Moura had really been wondering which would be the best course—to take the woman first to Doata or to Ora. He knew that by presenting her to the Orans he would gain favor with the people of Zoada and Loata, who would appreciate the fact that he had not first given Doata the honor of greeting the space-traveler. On the other hand, the advantage it would give him in Doata was to be considered. Yes, it would be better so. Zoada and Loata must wait.

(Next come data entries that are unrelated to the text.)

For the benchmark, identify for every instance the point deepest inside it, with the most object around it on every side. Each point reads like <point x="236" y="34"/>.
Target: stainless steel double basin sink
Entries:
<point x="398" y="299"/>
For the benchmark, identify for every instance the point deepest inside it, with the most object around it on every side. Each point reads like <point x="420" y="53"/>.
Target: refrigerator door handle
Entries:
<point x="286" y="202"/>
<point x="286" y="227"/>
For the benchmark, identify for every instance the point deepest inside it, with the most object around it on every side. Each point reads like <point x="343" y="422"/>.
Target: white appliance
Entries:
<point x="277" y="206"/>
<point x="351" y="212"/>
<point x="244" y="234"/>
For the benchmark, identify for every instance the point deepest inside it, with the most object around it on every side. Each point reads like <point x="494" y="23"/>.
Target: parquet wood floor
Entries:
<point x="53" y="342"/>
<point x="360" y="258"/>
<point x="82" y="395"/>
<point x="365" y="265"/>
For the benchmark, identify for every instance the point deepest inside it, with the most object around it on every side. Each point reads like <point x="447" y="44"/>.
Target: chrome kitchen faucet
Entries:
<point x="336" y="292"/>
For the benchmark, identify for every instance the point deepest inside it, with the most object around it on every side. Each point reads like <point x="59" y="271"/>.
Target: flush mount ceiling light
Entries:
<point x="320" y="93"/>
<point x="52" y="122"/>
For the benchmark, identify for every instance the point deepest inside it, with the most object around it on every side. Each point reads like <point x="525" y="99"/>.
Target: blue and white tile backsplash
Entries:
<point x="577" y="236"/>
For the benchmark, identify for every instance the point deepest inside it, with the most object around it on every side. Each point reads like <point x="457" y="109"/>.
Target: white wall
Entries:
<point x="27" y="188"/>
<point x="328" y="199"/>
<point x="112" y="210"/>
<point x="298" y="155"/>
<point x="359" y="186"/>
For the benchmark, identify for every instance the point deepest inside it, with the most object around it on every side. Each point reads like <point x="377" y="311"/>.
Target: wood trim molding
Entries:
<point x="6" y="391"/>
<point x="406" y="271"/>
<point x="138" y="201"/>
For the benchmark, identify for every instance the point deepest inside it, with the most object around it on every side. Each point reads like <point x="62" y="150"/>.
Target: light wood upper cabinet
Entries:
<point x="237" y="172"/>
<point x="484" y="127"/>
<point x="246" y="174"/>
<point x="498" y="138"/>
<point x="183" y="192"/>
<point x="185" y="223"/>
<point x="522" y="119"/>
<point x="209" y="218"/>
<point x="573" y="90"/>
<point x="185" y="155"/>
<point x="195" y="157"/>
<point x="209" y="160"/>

THE woman had not as yet regained consciousness.
Moura continued to minister to her from time to time, and was rewarded to find that the heartbeat was becoming stronger. A glow was coming into the waxen skin; her lips, which seemed to have been drained of blood, were red now. They had only to wait until the brain was ready to resume the burden of consciousness once more. Slowly she opened her eyes and glanced about, breathing the name “Dick” once; then she slipped back into her unconscious state.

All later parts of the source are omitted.